Quali sfide dovrà affrontare il Ticino in ambito agricolo?
 
«Le nostre coltivazioni non riescono a produrre a sufficienza per la popolazione, circa il 40-50% del raccolto viene infatti importato e, come nazione, siamo a serio rischio alimentare. L’agricoltura rimane importante perché qui è controllata, dando garanzie ai consumatori e tutelando l’ambiente, mentre ciò che arriva dall’estero lo è sicuramente meno. In Gran Consiglio, uno dei miei cavalli di battaglia è la protezione del suolo, che è la base per avere una produzione locale. La salvaguardia del territorio agricolo è un dovere che tocca tutti noi poiché ha valenza di interesse pubblico».

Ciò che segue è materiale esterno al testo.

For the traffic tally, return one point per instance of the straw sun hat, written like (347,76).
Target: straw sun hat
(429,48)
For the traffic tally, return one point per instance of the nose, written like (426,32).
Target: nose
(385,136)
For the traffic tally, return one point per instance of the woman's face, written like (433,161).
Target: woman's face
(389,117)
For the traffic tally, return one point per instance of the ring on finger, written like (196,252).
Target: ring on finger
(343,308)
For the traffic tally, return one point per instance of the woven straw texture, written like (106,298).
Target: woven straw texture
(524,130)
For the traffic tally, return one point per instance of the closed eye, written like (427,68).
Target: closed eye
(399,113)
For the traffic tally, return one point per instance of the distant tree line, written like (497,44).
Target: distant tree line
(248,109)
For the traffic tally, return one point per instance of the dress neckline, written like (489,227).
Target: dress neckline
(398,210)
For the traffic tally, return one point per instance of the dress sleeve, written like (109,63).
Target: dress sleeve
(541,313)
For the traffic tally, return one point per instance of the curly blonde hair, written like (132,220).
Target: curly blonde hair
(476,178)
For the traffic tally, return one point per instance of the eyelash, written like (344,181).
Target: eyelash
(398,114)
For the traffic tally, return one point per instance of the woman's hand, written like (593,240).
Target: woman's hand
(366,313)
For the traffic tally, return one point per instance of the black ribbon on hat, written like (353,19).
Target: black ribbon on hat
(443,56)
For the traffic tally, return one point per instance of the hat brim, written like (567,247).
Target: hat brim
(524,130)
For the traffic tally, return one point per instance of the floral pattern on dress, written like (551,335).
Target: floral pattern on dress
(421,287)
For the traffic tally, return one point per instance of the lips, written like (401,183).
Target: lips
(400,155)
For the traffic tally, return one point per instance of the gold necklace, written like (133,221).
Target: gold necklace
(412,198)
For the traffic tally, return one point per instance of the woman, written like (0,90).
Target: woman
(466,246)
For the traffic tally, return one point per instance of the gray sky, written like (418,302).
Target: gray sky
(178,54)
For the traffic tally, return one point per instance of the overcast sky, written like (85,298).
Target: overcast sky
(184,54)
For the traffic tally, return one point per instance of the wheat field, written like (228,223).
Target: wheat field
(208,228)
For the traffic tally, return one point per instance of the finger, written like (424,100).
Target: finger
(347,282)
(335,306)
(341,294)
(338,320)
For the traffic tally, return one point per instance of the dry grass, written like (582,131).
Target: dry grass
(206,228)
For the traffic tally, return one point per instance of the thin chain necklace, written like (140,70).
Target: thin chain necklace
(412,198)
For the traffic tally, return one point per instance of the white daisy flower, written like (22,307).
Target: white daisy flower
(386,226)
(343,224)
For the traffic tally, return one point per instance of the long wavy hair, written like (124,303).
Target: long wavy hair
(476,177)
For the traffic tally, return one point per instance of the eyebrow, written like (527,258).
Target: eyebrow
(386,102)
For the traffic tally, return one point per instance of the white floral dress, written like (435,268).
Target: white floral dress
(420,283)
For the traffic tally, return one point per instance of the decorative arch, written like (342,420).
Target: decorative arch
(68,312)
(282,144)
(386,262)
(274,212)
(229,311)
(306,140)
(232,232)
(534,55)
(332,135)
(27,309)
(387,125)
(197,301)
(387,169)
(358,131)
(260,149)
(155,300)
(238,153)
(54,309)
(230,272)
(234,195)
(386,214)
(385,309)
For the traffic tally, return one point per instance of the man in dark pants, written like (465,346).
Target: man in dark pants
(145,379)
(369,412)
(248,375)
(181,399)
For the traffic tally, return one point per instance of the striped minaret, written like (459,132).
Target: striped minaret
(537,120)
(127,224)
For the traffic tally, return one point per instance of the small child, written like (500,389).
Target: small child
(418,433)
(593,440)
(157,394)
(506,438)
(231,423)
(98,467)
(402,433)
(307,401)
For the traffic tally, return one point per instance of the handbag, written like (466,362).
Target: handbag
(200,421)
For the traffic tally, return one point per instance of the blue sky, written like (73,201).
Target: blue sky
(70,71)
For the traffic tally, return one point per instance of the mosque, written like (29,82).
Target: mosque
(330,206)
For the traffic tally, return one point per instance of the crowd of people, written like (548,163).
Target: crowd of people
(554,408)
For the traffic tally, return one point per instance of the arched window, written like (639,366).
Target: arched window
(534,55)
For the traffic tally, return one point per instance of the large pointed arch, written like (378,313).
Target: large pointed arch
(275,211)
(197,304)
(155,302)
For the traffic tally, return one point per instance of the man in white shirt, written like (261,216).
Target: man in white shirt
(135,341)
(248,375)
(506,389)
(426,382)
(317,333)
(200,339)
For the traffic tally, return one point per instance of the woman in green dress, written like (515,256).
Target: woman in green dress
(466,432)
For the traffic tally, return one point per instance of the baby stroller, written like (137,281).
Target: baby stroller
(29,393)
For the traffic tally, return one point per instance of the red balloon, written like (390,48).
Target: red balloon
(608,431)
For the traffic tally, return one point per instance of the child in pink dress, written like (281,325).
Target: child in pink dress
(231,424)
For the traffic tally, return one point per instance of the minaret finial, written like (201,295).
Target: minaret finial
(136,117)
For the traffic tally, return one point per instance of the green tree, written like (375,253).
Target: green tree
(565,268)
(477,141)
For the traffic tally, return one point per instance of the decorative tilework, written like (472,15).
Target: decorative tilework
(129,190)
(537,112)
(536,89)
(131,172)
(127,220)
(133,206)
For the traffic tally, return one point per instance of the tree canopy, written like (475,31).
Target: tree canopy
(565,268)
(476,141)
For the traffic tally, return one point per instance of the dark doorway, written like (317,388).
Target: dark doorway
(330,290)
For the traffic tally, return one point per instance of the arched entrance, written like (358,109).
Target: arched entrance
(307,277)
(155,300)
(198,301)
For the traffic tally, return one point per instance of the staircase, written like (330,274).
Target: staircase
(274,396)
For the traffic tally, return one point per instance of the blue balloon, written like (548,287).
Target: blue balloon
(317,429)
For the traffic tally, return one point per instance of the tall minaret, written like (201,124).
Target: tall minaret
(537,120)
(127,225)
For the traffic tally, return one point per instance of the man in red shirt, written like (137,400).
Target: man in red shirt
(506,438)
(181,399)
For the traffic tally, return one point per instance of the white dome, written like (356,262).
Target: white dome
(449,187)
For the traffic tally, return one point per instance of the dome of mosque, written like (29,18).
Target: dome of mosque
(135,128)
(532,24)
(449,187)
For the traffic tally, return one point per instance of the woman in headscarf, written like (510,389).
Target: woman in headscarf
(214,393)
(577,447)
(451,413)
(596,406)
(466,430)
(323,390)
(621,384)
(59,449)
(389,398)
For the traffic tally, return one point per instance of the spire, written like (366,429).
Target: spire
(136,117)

Una vita tra i pascoli scozzesi e la politica ticinese
Sindaco del comune di Alto Malcantone e deputato in Gran Consiglio per il PPD + Generazione giovani. Giovanni Berardi è molto attivo in politica e si batte per la categoria che rappresenta, quella degli agricoltori. L’ingegnere agronomo, che ha seguito i suoi studi al Politecnico di Zurigo, possiede un’azienda bio di allevamento di mucche da carne, tutte di razza scozzese Highland. Il suo pascolo vuole essere caratterizzato da un “ciclo chiuso” di elementi nutritivi, dove gli animali vengono spostati stagionalmente per poter fertilizzare il terreno autonomamente, in modo da essere in sintonia con la natura.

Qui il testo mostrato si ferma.